The regulatory body also made note of a "data breach" that occurred on March 20, which it said affected "users’ conversations and information on payments by subscribers." OpenAI acknowledged the issue on March 24, saying it took the system offline "due to a bug in an open-source library which allowed some users to see titles from another active user’s chat history."
"It’s also possible that the first message of a newly-created conversation was visible in someone else’s chat history if both users were active around the same time," OpenAI said.
Italy is the first country in the West to ban ChatGPT, although as the BBC notes, it's already blocked in other countries including China, Russia, Iran, and North Korea. Italy may share some of the same reasons for blocking it as those countries, as it is currently governed by a coalition of right-wing and far-right parties—the sort who might take issue with public access to some "factual" datapoints that paint it in an unflattering light. ut Italy is far from alone in having concerns about the rapid growth of ChatGPT and other AI applications.
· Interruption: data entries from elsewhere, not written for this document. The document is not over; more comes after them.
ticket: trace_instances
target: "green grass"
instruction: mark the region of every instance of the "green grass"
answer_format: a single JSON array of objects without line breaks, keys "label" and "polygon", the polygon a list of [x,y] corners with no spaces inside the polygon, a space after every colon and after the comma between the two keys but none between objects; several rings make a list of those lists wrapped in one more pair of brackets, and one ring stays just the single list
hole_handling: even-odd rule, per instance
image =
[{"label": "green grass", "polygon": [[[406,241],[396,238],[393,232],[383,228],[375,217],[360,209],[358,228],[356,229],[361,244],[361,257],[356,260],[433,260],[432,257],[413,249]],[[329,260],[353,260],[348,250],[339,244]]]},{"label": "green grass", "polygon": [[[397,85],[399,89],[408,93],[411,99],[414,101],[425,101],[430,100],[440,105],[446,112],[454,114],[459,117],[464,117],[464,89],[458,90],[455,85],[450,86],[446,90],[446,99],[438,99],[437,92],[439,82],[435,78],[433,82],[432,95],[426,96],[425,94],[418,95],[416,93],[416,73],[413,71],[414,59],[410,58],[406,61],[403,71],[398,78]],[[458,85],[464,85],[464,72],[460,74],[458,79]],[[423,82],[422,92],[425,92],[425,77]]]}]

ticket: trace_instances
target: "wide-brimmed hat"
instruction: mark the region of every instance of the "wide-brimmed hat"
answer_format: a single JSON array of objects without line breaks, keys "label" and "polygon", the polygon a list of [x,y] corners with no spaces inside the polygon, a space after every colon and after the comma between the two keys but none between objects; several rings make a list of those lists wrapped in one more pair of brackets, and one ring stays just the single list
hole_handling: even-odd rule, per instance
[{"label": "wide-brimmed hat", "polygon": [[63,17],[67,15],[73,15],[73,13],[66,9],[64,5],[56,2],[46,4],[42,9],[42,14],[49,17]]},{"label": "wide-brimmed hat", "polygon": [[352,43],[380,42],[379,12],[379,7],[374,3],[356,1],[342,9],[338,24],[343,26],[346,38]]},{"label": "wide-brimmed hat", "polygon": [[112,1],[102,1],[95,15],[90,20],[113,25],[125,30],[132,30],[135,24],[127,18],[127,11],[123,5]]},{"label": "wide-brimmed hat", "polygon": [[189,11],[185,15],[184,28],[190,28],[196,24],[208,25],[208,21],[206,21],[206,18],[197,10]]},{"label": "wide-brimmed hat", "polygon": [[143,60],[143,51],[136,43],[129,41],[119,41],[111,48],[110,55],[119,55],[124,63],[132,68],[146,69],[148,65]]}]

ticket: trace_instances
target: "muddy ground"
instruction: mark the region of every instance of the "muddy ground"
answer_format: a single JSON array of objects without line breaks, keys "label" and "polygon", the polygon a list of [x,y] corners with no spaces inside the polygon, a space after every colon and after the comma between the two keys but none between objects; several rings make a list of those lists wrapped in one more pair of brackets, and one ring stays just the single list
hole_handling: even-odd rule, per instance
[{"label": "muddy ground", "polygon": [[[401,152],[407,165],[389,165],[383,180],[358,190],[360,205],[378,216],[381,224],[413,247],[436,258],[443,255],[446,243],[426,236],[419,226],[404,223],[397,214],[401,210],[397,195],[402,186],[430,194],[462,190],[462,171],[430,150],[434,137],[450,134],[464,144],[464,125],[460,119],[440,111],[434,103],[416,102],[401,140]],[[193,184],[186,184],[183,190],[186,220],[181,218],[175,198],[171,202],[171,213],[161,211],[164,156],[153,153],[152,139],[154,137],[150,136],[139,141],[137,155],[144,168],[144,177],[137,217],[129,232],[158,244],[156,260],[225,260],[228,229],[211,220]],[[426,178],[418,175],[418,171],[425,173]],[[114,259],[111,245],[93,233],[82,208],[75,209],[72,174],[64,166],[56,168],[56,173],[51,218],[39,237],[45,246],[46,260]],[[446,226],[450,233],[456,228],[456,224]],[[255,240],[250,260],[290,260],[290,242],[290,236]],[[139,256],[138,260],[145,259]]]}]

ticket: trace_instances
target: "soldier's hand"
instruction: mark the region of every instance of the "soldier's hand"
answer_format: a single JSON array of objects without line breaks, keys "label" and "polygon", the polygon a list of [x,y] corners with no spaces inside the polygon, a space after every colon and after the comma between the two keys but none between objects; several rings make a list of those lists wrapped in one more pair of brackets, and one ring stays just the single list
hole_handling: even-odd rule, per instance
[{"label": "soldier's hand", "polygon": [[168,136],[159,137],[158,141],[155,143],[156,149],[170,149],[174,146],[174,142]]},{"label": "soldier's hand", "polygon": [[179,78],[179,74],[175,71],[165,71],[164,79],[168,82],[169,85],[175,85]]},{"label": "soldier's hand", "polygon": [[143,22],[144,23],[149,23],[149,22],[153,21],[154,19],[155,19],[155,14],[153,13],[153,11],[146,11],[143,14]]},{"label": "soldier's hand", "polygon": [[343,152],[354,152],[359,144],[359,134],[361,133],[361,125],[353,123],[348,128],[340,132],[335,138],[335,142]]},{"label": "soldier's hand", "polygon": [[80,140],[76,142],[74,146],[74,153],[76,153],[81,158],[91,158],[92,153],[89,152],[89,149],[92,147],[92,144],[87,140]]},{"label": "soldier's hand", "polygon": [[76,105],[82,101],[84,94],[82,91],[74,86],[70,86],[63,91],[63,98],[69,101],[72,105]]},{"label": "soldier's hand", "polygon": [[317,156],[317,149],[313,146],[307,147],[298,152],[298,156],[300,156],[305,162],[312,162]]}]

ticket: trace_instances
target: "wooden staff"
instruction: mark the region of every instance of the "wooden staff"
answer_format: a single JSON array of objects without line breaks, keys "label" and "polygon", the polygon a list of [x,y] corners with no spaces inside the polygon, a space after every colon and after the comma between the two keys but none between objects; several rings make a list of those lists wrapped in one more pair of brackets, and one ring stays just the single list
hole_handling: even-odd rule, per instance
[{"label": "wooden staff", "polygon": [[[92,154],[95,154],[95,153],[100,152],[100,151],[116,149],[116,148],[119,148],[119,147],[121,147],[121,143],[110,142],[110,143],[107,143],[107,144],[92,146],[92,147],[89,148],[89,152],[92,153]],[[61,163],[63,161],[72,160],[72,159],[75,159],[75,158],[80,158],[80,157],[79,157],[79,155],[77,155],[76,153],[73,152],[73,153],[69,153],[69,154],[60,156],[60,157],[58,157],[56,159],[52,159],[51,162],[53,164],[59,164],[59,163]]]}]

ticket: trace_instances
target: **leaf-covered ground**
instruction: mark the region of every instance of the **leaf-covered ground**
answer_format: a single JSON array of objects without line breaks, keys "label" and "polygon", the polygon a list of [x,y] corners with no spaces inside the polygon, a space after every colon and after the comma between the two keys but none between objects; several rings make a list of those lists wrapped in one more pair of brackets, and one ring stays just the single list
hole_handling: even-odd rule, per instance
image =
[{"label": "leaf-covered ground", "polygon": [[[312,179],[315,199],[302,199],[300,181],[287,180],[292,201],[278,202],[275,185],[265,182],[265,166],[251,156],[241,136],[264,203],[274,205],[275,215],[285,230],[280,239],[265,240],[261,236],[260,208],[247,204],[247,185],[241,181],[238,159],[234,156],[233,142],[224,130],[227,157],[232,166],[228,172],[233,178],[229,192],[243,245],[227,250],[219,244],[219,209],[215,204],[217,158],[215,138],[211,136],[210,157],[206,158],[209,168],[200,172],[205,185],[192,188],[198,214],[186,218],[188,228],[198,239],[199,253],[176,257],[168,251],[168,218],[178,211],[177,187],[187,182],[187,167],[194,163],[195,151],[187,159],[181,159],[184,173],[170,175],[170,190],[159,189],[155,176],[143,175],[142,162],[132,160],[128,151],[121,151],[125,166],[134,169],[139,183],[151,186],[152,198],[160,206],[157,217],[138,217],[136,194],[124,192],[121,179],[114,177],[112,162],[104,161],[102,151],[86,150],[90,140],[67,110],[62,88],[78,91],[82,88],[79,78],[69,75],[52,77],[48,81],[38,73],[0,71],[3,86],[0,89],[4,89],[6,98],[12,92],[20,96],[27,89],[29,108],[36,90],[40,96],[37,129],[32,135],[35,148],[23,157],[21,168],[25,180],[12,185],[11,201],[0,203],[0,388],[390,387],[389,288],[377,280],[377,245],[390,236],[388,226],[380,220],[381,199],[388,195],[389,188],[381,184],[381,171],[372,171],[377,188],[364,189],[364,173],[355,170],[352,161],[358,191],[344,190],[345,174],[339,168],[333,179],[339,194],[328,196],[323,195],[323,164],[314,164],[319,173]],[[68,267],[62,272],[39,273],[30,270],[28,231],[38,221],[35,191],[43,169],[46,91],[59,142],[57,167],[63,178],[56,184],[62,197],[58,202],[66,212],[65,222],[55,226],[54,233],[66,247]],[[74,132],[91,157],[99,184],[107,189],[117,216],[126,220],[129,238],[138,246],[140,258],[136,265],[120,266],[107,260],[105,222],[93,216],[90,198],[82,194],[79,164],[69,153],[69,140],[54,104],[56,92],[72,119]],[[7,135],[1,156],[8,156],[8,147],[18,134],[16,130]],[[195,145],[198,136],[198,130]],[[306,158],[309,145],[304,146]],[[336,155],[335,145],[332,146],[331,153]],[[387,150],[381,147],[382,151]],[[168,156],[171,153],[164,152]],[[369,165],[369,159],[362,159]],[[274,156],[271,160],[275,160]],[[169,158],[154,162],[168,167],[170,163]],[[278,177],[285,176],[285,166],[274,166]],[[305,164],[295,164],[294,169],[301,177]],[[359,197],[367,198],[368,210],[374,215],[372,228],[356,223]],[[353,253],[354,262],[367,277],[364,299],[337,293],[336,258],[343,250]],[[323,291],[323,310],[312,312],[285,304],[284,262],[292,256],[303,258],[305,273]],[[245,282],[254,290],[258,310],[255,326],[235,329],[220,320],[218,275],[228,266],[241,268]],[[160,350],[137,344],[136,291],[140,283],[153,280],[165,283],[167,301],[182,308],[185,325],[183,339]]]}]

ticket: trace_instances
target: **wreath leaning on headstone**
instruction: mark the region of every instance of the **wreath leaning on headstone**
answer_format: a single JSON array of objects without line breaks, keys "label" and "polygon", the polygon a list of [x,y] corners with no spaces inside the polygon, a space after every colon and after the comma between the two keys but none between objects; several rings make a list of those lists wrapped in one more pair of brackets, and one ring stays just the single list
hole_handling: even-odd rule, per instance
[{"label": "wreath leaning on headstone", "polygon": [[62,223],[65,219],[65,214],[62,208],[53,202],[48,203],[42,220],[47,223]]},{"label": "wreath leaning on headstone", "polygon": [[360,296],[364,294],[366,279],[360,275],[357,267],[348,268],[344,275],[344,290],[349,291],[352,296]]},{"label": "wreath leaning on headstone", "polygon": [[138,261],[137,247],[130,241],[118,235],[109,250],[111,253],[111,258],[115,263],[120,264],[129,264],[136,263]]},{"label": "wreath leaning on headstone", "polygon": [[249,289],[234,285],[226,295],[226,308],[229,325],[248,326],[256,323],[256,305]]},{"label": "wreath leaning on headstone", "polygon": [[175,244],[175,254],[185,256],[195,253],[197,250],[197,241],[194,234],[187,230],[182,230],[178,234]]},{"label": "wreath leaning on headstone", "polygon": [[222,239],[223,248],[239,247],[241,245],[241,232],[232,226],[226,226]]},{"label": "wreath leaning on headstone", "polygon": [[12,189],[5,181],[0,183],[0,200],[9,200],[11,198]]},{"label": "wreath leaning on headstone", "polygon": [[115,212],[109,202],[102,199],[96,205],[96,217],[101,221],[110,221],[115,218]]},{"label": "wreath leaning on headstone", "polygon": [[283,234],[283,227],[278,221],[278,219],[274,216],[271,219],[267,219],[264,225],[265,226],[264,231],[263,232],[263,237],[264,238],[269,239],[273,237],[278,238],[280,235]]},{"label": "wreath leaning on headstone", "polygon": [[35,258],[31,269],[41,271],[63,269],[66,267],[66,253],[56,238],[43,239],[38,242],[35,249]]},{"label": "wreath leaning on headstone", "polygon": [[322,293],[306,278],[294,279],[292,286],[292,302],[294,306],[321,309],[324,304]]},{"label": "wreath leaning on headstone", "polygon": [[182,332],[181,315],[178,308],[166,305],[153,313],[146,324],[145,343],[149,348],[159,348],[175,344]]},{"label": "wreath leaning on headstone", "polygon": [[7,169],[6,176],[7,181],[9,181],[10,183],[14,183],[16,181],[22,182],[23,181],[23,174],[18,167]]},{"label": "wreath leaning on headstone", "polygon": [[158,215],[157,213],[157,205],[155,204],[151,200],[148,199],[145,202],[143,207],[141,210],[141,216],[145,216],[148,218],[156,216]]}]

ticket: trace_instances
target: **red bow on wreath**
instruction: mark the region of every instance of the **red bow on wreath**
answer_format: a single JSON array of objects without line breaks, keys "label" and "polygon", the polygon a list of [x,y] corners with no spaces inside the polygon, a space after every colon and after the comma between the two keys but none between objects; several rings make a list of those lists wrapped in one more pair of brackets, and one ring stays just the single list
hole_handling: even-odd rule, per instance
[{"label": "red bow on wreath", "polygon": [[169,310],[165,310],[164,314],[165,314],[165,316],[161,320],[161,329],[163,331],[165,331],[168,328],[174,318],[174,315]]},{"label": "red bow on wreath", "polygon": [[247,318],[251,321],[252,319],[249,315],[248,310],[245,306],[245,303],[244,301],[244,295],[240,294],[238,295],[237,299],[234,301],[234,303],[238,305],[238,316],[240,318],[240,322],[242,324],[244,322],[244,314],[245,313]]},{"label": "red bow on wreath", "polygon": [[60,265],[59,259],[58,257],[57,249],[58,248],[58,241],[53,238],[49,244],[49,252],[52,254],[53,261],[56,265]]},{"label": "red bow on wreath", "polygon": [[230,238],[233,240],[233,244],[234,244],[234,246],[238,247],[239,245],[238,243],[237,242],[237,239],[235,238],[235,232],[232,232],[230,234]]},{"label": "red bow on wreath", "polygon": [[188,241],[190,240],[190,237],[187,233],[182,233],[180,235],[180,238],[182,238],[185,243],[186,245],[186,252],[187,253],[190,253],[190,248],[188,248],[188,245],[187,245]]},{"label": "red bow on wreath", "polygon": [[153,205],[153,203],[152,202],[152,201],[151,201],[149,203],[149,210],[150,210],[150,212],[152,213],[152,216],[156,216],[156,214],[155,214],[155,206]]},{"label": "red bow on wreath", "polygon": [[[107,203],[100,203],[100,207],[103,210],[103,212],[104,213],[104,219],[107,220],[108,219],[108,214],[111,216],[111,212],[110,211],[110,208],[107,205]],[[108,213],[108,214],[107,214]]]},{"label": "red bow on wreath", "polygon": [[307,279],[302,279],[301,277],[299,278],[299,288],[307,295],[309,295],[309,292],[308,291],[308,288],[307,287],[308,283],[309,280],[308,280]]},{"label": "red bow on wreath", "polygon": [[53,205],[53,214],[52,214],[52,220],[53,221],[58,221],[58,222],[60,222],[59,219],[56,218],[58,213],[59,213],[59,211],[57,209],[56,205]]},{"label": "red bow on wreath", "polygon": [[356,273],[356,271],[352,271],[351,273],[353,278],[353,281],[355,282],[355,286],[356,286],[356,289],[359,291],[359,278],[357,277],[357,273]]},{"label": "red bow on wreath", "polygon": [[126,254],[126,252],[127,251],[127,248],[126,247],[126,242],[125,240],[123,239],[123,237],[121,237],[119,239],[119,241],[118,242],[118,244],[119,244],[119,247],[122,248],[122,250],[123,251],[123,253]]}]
A group of artificial intelligence experts, industry leaders, and Elon Musk recently published an open letter calling for a six-month pause on training AIs more powerful than GPT-4, which has been dismissed in some quarters as at least partially a publicity stunt. But other agencies are taking more concrete steps: The New York City Department of Education, for instance, said in January that it would restrict access to the software from school networks and devices, and Getty Images has banned the upload and sale of any AI-generated images. The European Consumer Organization has also called for an investigation into ChatGPT technology, and Ireland's Data Protection Commission told the BBC that it's reaching out to the Italian regulator for more information on its reasons for the ban, presumably with an eye toward formulating its own policies and restrictions.
But while there's obvious (and understandable) nervousness about the explosive development of AI and their potential to wreak havoc in all sorts of unpredictable ways, it doesn't seem likely that it will slow down development of the software, at least in the short term. In January, Microsoft announced plans to invest $10 billion into Open AI, and Google announced its own ChatGPT-like chatbot, called Bard, in February. Regulation is absolutely called for and further bans are almost certainly coming, but AI development, for good or ill, is here to stay.